Xylit und Xylitol bezeichnen den gleichen Zuckeraustauschstoff, der zur Gruppe der Zuckeralkohole gehört. Er wird mit chemischen Verfahren aus Holzzucker (Xylose) hergestellt. Da anfangs vor allem aus finnischen Birken gewonnen, ist Xylit auch als „Birkenzucker" bekannt. In natürlicher Form befindet er sich in vielen Früchten, Beeren, Bäumen, Gemüse und Getreide. Industriell wird Xylit heute in großen Mengen auch aus Maisspindeln (Kolben ohne Körner) produziert. Glukose kann ebenfalls als Grundstoff dienen. Insgesamt ist die Xylit-Herstellung ein technologisch relativ aufwändiger Prozess, der ein besonders reines Endprodukt liefert. Für den Käufer macht sich das auch mit einem höheren Preis im Vergleich zu Haushaltzucker bemerkbar.
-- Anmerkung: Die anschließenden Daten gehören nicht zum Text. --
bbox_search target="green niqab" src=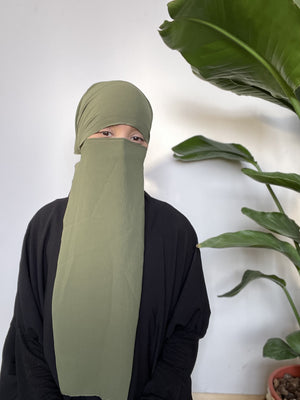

Es heißt, dass man sich in Skandinavien während des 2. Weltkriegs aus Zuckermangel an das süße Xylitol erinnerte. So richtig interessant wurde das zuckerige Pulver aber erst, als Anfang der 1970er-Jahre Finnland mit seinen Forschungsarbeiten das Thema Xylit in Bewegung brachte. Weltweit bekannt geworden als die Turku-Zuckerstudien konnte bei umfangreichen Versuchen der Universität Turku belegt werden, dass Xylit über eine hocheffektive Wirksamkeit gegen Karies verfügt. Bis heute sind eine Vielzahl weiterer Untersuchungsreihen hinzugekommen, die die ersten erfolgreichen Ergebnisse bestätigten und weiterführten.

Über 35 Jahre Forschung und Anwendung in der Praxis: Ein solides Fundament, um Xylit vertrauensvoll selbst kennenzulernen.